Le gouvernement italien a annoncé, mardi 17 mars, qu'il entendait nationaliser la compagnie aérienne Alitalia, en grande difficulté depuis des années, dans le cadre de mesures économiques d'urgence prises face à la pandémie de Covid-19.
Le Conseil des ministres italien « prévoit la constitution d'une nouvelle société entièrement contrôlée par le ministère de l'Économie et des Finances, ou contrôlée par une société à participation publique majoritaire, même indirecte », précise un communiqué. Le gouvernement ne précise pas les délais ou d'autres modalités plus concrètes de ce projet de nationalisation d'Alitalia.

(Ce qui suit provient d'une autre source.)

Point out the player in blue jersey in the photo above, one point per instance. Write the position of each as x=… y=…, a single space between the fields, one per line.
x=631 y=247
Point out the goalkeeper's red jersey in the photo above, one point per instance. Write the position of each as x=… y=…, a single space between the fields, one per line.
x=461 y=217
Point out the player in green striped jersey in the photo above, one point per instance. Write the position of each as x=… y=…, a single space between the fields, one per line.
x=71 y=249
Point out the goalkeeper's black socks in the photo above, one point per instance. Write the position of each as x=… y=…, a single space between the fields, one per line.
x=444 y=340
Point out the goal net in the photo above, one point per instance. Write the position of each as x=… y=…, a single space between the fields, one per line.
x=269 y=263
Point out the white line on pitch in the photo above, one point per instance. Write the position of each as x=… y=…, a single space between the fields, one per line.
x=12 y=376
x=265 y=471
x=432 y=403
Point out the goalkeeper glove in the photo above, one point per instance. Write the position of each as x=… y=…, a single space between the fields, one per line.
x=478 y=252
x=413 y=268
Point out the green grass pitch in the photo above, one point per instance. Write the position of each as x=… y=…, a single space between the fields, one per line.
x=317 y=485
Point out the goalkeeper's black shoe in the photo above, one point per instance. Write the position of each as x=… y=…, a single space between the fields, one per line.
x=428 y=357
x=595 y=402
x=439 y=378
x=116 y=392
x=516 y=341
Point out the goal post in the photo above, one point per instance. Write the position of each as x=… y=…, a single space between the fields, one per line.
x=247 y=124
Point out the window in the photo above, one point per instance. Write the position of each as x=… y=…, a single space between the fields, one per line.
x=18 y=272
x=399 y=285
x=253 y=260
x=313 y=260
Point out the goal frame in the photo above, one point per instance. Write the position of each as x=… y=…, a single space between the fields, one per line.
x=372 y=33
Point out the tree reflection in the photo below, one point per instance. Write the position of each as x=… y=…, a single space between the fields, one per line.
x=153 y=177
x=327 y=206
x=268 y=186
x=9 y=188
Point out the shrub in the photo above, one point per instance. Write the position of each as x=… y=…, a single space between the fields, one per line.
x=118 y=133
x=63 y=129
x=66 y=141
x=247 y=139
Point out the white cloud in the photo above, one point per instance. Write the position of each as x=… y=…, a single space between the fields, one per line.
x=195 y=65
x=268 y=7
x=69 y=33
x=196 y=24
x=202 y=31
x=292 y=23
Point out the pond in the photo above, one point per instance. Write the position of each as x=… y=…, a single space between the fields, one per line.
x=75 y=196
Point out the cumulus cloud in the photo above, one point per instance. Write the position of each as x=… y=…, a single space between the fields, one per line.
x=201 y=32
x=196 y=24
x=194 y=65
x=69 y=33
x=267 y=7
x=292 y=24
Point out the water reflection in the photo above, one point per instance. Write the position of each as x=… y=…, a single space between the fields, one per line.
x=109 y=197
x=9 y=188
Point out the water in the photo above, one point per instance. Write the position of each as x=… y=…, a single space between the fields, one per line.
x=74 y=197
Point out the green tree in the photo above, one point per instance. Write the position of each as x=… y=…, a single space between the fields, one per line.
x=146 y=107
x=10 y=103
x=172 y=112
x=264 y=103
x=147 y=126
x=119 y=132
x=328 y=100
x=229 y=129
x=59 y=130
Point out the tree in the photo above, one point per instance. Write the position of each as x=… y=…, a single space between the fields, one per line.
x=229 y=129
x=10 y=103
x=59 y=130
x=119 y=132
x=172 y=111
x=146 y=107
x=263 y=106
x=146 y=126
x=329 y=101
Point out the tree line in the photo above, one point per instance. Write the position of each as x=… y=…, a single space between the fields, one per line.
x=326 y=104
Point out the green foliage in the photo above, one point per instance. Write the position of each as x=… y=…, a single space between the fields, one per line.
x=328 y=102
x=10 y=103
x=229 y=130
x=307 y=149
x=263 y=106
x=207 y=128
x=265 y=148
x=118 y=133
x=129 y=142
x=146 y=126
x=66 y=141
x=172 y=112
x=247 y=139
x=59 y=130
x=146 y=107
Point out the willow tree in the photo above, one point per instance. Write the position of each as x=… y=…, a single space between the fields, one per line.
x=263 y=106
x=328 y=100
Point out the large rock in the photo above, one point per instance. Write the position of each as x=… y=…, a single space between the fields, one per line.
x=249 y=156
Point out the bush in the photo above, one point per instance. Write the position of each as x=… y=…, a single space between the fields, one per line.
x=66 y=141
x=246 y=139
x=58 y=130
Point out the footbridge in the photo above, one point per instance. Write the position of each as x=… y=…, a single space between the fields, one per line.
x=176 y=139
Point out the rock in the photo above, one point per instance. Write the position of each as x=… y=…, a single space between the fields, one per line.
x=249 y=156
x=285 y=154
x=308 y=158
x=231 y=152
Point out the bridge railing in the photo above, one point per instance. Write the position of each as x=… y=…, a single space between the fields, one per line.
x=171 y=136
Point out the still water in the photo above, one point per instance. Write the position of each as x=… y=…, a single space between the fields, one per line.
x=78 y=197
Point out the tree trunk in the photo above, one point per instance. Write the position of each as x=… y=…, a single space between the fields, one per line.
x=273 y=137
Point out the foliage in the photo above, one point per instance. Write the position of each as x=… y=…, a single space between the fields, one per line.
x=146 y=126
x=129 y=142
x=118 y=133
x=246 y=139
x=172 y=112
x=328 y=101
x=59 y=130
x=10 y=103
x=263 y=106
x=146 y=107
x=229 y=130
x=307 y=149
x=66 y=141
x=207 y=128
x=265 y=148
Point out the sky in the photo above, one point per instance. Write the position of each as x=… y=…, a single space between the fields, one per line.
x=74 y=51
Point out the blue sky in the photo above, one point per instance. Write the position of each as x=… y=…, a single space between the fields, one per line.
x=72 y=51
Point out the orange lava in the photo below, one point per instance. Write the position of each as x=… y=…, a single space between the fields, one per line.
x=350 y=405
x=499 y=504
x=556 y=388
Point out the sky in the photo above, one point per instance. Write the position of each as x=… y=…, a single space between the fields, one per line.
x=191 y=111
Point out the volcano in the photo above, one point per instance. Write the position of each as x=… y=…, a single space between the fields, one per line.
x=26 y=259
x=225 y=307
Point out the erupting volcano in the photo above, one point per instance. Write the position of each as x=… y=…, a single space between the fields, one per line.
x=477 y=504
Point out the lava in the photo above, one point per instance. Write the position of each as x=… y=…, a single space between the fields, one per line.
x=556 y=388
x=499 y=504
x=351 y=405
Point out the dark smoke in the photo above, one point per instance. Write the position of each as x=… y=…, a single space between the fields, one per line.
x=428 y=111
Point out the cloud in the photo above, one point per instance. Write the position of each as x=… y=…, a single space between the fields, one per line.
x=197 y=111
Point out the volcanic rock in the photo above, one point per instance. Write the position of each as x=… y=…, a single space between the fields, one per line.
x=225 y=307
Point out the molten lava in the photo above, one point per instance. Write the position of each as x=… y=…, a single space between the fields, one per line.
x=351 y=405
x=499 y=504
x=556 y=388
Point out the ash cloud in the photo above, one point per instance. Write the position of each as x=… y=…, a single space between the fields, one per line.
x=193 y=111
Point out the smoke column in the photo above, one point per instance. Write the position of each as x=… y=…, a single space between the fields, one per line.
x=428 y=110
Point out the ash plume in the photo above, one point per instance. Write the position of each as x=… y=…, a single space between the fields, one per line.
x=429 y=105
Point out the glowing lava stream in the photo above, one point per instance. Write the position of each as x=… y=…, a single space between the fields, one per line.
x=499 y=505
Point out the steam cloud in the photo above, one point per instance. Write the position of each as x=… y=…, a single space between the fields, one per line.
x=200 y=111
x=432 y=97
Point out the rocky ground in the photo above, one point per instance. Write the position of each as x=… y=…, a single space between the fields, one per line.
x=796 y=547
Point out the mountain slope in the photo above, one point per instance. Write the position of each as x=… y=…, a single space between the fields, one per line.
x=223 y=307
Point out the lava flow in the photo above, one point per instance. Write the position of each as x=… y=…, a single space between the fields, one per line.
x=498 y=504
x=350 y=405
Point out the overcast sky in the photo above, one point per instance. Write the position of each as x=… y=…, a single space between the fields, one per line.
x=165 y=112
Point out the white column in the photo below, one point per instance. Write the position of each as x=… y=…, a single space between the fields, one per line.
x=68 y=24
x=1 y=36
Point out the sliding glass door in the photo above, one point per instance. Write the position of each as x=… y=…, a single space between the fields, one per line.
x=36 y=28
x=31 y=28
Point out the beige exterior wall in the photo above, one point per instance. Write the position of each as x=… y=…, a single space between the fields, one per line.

Selon des médias, Rome a prévu une enveloppe globale de 600 millions d'euros pour l'ensemble du secteur aérien national, dans lequel Alitalia représente la part du lion.
Alitalia accumule les pertes depuis des années et a dû être placée sous tutelle de l'administration en 2017. Rome cherche depuis un ou des repreneurs, sans succès.
Alitalia, confrontée à la concurrence extrêmement vive des compagnies à bas coût, ne peut pas non plus vraiment rivaliser avec les autres compagnies traditionnelles. Elle perd environ 300 millions d'euros par an. L'ancienne compagnie nationale a ainsi transporté seulement 22 millions de passagers en 2018, contre 91 millions pour Easyjet, 142 millions pour Ryanair et quelque 180 pour Lufthansa et Delta Airlines. En Italie, sa part de marché plafonne à 14%, loin derrière les 25% de Ryanair.
Par ailleurs, le ministre français de l'Économie, Bruno Le Maire, a souligné mardi que le gouvernement déclarait « la guerre économique » au coronavirus et qu'il n'excluait pas de nationaliser certaines grandes entreprises en danger, notamment Air France-KLM. (Lionel Changeur)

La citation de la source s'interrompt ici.